Adoniram Judson: A Mustard Seed Well Sown
Written by Pastor Jim Law
Much has been written on the life and work of Adoniram Judson and rightly so. It was just over 200 years ago that Adoniram Judson and his wife Ann set sail from Salem, MA in route to India (later arriving in Burma). Many of those on the wharf that day no doubt thought that their departure was such a small deposit, with little hope of bearing anything substantial.
Judson was 24 years old and Ann was 23 when they left their native New England. He would labor in Burma for 38 years until his death at age 61. In that entire time he would only return home once, and that after 33 years of being away. From a human perspective their departure for the hardships of missionary life was a fool’s errand.
However, from heaven’s perspective the evaluation was much different. Jesus Christ taught that His Kingdom was like a mustard seed which was sown in a field, and though smaller than all other seeds, when full grown is larger than garden plants and actually becomes a tree. (Matthew 13:31,32) In this parable, Jesus taught that what may look insignificant to the world may in fact be something of monument impact.
In 1998, I came face-to-face with the legacy of Adoniram Judson through the urging of a friend. He loaned me the biography written by his son, Edward Judson. I devoured the 600 pages (and footnotes). I was deeply moved by Judson’s singular passion to make known the Gospel to a heathen people.
Judson’s theological struggle was of great interest to me as he was delivered from the death grip of Deism which dissolved, by God’s grace, through the death of a classmate and a return to the biblical text. He was a Gospel-centered missionary who let goods and kindred go for the sake of the Name.
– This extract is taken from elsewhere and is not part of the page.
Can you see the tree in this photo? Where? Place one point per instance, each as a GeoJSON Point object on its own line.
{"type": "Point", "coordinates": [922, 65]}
Perhaps the most moving episode for me in all of Judson’s life was the letter he wrote to Ann’s father asking for her hand in marriage:
“I have now to ask, whether you can consent to part with your daughter early next spring, to see her no more in this world; whether you can consent to her departure, and her subjection to the hardships and sufferings of missionary life….Can you consent to all this, for the sake of him who left His heavenly home, and died for her and for you; for the sake of perishing, immortal souls; for the sake of Zion, and the glory of God? Can you consent to all this, in hope of soon meeting your daughter in the world of glory, with the crown of righteousness, brightened with the acclamations of praise which shall redound to her Savior from heathens saved, through her means, from eternal woe and despair?”
Who talks like that anymore? Who thinks like that anymore? And I wonder who had more courage, Ann for going, or her father for letting her go? What a wake up call to a slumbering North American Church!
His ministry would be a picture of perseverance as seven years passed without Judson seeing a single convert. Add to this massive suffering with the loss of two wives and four children; unspeakable persecution; and at times, despair so deep that he requested that all commendations and letters of his missionary acclaim be destroyed.
Judson loved his enemies, and his life was filled with love and good deeds. Perhaps his greatest labor of love was seen in his creation of a grammar system that paved the way for translation of the Bible into Burmese.
Fast forward with me from Salem, MA 200 years ago to Gonzales, Louisiana on December 17, 2011. On that evening, Gonzales Baptist Seafayer’s Center Director, Sylvester Wilson made a routine run to the Mississippi River to pick up a group of seafarers in need of a ride to town to pick up personal items, access the internet, and eat a meal.
Among that group of seafarers was the ship’s captain who was from Myanmar (formerly Burma). This captain shared with Wilson that his wife was a Baptist Christian who was converted as a result of the Gospel work done by Adoniram Judson. He further explained that his wife’s family is from the mountain regions of Burma and because of Judson’s sacrifice the Gospel came to her family. This captain went on to say that he likes Baptists because they base everything they believe on the Bible.
Scholarly works confirm this captain’s testimony. David Barrett’s World Christian Encyclopedia notes that the largest Christian force in Burma is the Burma Baptist Convention, which owes its origin to the pioneering activity of the Baptist missionary Adoniram Judson.
Reading Judson’s life has made a great impact on me personally and stoked a commitment to view the world through the lens of Acts 1:8. Since reading Adoniram Judson’s biography in 1998, I have had opportunity to go on some 30 international mission trips, and I am presently overseeing a theological education initiative not far from Burma.
Adoniram Judson’s life was a mustard seed well sown, and the tree is mighty. The ripple effect of his life is still spoken of all over the world, even in a small town in South Louisiana.
Thank you brother Jim for reminding us of the impact Adoniram Judson has had on the Baptist missionary movement and the comparison of this impact to the mustard seed. It was really moving to hear about the ship Captain’s testimony of the fruits of Judson’s labor 200 years later. It is evidence that God’s word never returns to Him void.